AKP’den kurtulmak için muhalefetin yerel seçimlerde işbirliği yapma ihtimali genel merkezlerce fazla hesaplanmasa da tabanda, yoğun baskı var. Bütün bunları duyumlara dayanarak iddia etmiyorum. Son altı ayın hemen her hafta sonunu Milli Anayasa Formu Panelleri ve çeşitli konferanslarla geçirdiğim, her türden seçmen kitleleri ile bire bir temas kurduğum için yazıyorum. AKP’yi kuran, geliştiren elbette Amerikan planı ancak, yerel yönetimlerin etkisini inkar etmek siyaset bilimini inkar anlamına gelir. TBMM’de emrivaki ile yaptıkları Büyükşehir Yasası bir taraftan Türkiye’nin bölünmesine zemin hazırlarken diğer taraftan AKP’nin belediyeleri ele geçirme operasyonunun parçasıdır.
İzmir’i ele geçirme gayretleri boşa çıkan AKP’nin Ankara ve İstanbul’u kaybetmesi durumunda bir ayağının topal kalacağını, bütün faturaların kesildiği Sarı Çizmeli Mehmet Ağa bile biliyor. 1989 yerel seçimlerinin Turgut Özal despotizmi ve ANAP’tan kurtuluşun başlangıcı olduğunu yeni nesiller bilmese de orta kuşağın hafızasında.

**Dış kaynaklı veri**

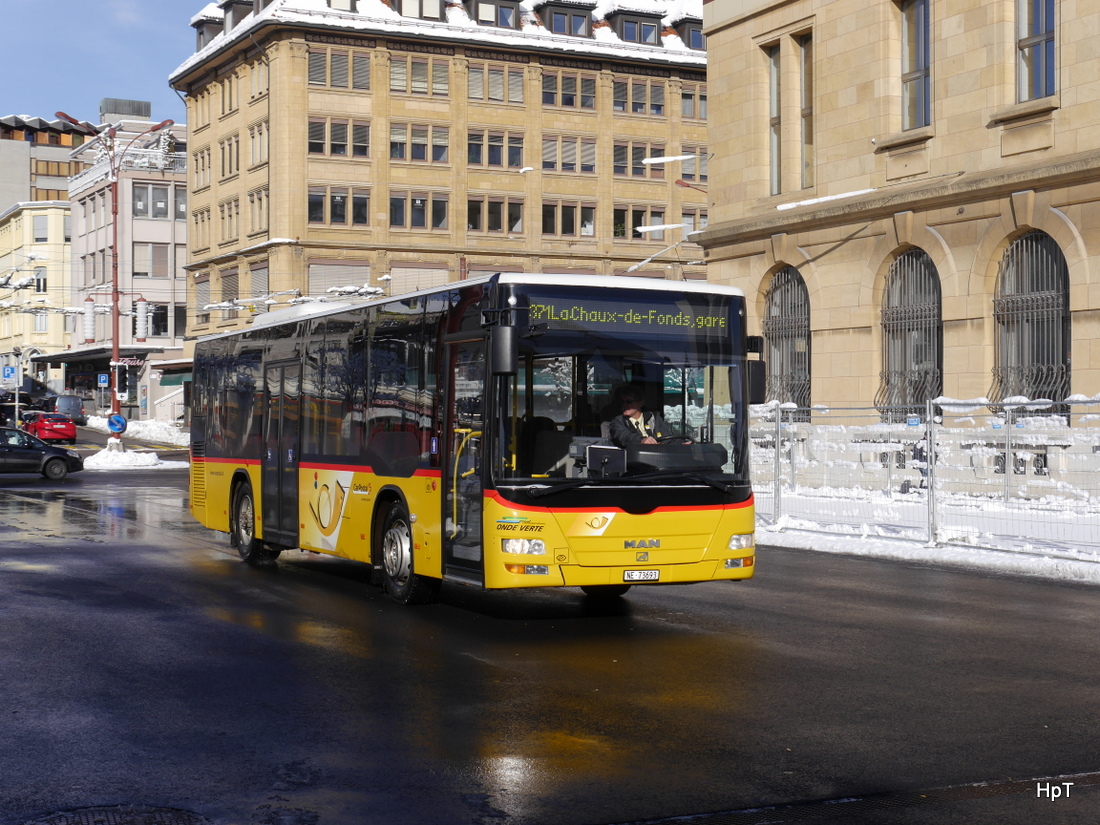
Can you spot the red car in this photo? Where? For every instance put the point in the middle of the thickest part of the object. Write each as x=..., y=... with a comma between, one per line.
x=51, y=427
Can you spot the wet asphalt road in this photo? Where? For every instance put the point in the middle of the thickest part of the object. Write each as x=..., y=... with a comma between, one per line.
x=141, y=662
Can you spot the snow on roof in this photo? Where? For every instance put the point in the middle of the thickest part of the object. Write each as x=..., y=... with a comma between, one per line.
x=375, y=17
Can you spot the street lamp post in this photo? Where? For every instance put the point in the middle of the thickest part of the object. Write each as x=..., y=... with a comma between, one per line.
x=114, y=160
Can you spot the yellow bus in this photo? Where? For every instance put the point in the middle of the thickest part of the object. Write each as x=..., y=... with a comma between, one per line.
x=468, y=433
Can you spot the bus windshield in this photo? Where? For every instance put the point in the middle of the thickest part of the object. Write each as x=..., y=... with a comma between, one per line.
x=679, y=355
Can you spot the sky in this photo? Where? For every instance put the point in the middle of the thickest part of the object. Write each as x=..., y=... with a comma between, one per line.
x=70, y=54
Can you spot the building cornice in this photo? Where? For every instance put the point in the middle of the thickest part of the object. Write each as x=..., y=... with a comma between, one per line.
x=946, y=190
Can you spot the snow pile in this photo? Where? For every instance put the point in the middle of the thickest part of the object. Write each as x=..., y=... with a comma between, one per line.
x=154, y=431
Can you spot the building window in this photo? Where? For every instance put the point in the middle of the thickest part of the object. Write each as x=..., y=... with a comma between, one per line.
x=337, y=206
x=1035, y=31
x=915, y=76
x=228, y=213
x=257, y=210
x=1031, y=311
x=151, y=200
x=201, y=165
x=257, y=144
x=339, y=138
x=569, y=89
x=419, y=143
x=495, y=84
x=629, y=158
x=151, y=261
x=257, y=77
x=418, y=210
x=695, y=168
x=912, y=337
x=774, y=120
x=493, y=213
x=639, y=30
x=693, y=37
x=419, y=76
x=422, y=9
x=787, y=332
x=694, y=220
x=486, y=147
x=569, y=220
x=806, y=100
x=230, y=151
x=570, y=22
x=631, y=223
x=157, y=319
x=340, y=69
x=201, y=300
x=499, y=13
x=229, y=95
x=569, y=154
x=638, y=97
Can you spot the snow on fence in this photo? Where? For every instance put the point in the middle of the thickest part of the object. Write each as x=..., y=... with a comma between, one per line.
x=1019, y=475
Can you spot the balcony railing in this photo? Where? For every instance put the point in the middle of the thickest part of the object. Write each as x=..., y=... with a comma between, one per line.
x=135, y=158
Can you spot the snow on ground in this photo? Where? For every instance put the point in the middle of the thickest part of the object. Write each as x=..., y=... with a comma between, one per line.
x=133, y=457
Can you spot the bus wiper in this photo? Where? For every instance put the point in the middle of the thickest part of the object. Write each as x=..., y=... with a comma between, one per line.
x=719, y=485
x=535, y=492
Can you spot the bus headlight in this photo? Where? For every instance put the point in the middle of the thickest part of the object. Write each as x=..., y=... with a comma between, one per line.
x=741, y=540
x=526, y=547
x=527, y=569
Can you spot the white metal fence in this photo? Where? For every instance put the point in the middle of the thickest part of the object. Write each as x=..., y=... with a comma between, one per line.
x=1020, y=475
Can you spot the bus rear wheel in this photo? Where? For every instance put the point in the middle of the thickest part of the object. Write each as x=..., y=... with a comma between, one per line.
x=605, y=591
x=402, y=582
x=243, y=529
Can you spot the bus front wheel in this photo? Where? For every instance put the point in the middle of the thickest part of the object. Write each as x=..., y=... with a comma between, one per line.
x=399, y=579
x=243, y=535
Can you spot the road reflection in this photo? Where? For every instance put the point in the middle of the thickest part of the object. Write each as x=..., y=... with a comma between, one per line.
x=535, y=693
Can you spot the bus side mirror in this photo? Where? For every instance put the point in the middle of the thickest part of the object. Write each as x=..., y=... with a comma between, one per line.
x=758, y=381
x=505, y=350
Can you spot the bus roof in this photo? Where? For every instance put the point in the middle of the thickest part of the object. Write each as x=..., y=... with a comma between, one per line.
x=300, y=311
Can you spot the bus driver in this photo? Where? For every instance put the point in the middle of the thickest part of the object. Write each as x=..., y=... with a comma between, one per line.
x=635, y=426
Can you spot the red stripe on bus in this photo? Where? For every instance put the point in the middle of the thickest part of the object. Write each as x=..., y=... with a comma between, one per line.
x=504, y=503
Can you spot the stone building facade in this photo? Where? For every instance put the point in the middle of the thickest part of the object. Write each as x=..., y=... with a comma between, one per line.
x=909, y=193
x=339, y=143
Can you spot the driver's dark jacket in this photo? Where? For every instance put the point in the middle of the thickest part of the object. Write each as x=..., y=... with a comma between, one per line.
x=624, y=432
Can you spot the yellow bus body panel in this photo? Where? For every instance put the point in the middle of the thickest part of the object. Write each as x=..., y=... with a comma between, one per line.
x=590, y=547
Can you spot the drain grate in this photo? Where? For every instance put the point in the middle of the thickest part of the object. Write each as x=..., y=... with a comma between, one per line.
x=121, y=815
x=850, y=805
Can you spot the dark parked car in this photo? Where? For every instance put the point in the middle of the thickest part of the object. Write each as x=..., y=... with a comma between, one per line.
x=67, y=405
x=21, y=452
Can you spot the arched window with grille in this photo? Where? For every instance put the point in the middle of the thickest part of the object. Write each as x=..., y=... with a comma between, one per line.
x=787, y=331
x=1031, y=310
x=912, y=337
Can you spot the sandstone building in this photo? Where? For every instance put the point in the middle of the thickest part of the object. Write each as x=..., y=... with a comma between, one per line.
x=399, y=145
x=908, y=191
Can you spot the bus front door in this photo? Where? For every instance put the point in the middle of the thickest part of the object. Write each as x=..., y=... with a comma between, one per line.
x=279, y=471
x=462, y=465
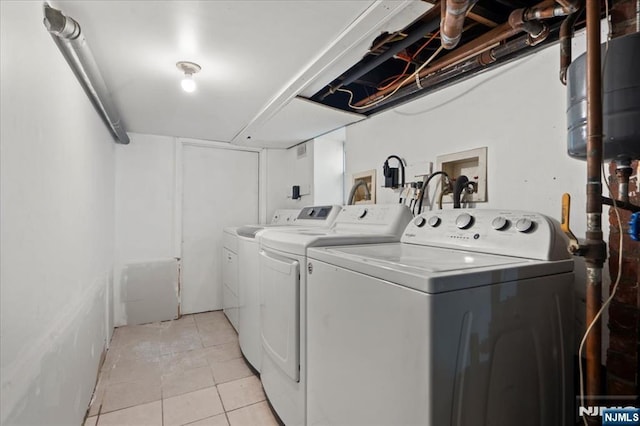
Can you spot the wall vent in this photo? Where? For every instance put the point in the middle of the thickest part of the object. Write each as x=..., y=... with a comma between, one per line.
x=302, y=150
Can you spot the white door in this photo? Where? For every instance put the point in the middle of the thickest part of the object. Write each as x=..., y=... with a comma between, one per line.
x=219, y=188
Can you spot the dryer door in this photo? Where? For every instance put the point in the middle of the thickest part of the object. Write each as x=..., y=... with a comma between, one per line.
x=280, y=311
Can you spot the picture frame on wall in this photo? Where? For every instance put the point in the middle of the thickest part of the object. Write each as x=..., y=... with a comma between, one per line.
x=366, y=191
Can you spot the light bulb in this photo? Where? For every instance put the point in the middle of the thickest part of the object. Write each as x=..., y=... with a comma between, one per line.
x=187, y=83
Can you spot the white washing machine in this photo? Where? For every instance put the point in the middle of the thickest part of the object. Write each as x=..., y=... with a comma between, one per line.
x=466, y=322
x=249, y=277
x=283, y=296
x=231, y=262
x=230, y=270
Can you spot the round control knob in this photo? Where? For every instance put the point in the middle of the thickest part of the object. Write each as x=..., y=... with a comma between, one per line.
x=419, y=221
x=499, y=223
x=464, y=221
x=434, y=221
x=524, y=225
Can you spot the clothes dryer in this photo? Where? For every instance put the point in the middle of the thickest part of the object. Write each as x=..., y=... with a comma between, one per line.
x=230, y=265
x=248, y=273
x=467, y=321
x=283, y=295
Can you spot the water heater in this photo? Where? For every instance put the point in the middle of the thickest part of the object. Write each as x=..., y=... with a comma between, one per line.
x=621, y=101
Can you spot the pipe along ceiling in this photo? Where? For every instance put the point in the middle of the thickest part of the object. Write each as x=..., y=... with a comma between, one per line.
x=452, y=41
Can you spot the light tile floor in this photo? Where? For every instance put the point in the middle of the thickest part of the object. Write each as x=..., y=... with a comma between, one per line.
x=184, y=372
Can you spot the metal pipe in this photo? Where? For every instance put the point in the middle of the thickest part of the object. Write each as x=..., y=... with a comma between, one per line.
x=452, y=22
x=67, y=35
x=624, y=205
x=562, y=8
x=354, y=74
x=486, y=41
x=596, y=248
x=623, y=173
x=566, y=34
x=483, y=59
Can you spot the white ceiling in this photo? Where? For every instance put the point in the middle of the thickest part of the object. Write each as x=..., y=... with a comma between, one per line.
x=256, y=56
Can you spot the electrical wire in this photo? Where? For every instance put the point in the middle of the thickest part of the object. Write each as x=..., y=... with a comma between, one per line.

Türkiye’nin çok partili rejime geçişinden bu yana iktidarı uzun süre elinde tutan sol ya da sağ partiler on yılın sonunda değişime tabi tutulmuşlardır. Bu konudaki tarih ve istatistikleri uzun uzun yazmaya gerek yok. Bir önceki seçimde İstanbul ve Ankara’yı az farkla kaybeden muhalefet bir araya gelse AKP bugünkü ileri faşizmi uygulayabilir miydi. Sandık hilelerine rağmen bir kaç yüz oy ile kaybedilen milletvekilleri yüzünden AKP gece yarısı yasaları ile ülkemizi uçuruma hatta savaşa sürüklüyor.

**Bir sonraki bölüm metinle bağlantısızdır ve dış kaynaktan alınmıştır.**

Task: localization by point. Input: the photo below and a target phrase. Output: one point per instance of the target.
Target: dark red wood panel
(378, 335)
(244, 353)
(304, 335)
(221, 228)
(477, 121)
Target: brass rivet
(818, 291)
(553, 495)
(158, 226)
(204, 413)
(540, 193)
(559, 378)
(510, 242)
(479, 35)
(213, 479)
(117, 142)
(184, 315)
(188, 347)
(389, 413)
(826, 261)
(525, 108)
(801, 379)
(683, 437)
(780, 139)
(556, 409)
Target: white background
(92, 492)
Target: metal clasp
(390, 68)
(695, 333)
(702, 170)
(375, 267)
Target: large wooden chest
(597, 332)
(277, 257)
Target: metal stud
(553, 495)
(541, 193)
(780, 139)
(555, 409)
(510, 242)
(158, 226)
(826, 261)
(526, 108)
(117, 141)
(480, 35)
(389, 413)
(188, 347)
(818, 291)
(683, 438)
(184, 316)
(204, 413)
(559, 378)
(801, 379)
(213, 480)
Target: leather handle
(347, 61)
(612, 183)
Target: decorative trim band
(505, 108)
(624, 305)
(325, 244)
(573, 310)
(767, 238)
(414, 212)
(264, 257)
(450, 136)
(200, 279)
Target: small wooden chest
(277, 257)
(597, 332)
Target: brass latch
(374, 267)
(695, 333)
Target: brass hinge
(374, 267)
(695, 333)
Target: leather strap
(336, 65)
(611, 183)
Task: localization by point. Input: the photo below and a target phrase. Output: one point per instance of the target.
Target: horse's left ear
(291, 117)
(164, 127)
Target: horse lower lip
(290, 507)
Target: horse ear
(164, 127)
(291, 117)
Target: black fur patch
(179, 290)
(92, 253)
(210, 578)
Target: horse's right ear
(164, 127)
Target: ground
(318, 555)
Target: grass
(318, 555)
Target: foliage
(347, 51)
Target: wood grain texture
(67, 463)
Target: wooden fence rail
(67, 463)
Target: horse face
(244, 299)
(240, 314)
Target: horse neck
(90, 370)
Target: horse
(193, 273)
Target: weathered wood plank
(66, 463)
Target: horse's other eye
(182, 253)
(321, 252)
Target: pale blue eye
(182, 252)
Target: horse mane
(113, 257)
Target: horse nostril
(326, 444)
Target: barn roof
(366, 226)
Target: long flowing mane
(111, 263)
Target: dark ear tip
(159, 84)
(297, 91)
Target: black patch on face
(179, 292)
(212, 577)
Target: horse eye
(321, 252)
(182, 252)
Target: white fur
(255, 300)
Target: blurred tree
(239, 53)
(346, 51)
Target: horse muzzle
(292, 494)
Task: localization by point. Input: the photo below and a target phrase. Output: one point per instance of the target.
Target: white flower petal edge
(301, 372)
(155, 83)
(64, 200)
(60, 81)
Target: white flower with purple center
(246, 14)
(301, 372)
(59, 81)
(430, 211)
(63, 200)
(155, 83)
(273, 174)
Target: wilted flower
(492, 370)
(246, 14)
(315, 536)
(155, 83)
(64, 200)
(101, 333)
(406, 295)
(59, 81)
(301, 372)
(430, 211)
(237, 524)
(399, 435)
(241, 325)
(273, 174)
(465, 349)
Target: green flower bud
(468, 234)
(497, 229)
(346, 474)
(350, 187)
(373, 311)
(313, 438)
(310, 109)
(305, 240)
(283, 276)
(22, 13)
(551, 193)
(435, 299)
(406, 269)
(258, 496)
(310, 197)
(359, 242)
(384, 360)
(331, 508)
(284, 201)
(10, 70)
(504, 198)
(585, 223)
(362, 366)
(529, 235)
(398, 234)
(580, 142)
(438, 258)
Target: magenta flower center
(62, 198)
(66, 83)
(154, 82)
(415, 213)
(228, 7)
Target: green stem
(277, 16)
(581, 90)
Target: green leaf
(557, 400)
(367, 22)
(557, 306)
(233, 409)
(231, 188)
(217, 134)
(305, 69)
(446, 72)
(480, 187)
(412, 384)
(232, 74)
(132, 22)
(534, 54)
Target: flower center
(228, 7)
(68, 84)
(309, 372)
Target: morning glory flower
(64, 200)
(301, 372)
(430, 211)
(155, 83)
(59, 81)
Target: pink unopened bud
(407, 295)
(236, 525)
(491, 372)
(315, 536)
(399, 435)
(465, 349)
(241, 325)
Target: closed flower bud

Gelelim Türk Ordusundaki casuslara... İzin günü yüzünden pazartesi günleri okuyamadığım için gün hayatımda boşluk hissettiğim Yılmaz Özdil dün de “Casuslarımızı tanıyalım” başlıklı makalesi ile fikir dünyamıza ışık tuttu. Daha iddianame çıkmadan zanlıların ifadelerinden oluşan binlerce sayfayı okumuştum. Ümraniye ve Balyoz tezgahının daha da acemice hazırlanmış versiyonu... Birinci Ordu Plan Semineri’ne katılan subaylardan sadece 49’unun yargılandığı gibi İzmir davasında amirallerin evlerine kamera koyduğu iddia edilen astsubayların isimleri olduğu halde ifadeleri bile yok. Kaldı ki ortalıkta ne görüntü ne de telefon tapesi var. Sadece isimsiz ihbar mektubu ile bir kaç bekar subay-astsubayın gönül maceralarından oluşan telefon konuşmaları... Defalarca yazdım ancak tekrar etmekte fayda var. İstanbul’da da “amirallere suikast, fuhuş-şantaj ve casusluk davası” açılmış yüze yakın subay yargılanmıştı. Aralarında iki TÜBİTAK görevlisi sivil de vardı. Yirmi ay yattılar. Fuhuş-casusluk ve şantajdan beraat ettiler. Ama ortada yöneticisi, kasası, tüzüğü, amacı olmayan örgütün üyeliğinden 7 ile 9 yıl arası ceza alıp tahliye oldular. Top yine Yargıtay’a atıldı yani... İzmir’de de delil yok. İtibar infazı ile tasfiye gerçekleşiyor. Malum gazeteler “beraber tüfek çatalım” gibi manşetlerle iki bekar gencin erotik konuşmalarını yayınlayarak özel hayatın ihlali suçunu işliyor. Duruşmalar başlasın her dava da olduğu gibi orada olacağım. Büyük ihtimal iddianameyi çarşaf çarşaf yayınlayan basın, savunmaları ve ortaya çıkarılan sahtekarlıkları görmezden gelecek. Bir nevi yapanın yanına kar kalacak. Bu esnada Türk Ordusu içindeki milli kadro büyük ölçüde tasfiye edilmiş olacak. Bize de tarihe not düşme görevi kalacak.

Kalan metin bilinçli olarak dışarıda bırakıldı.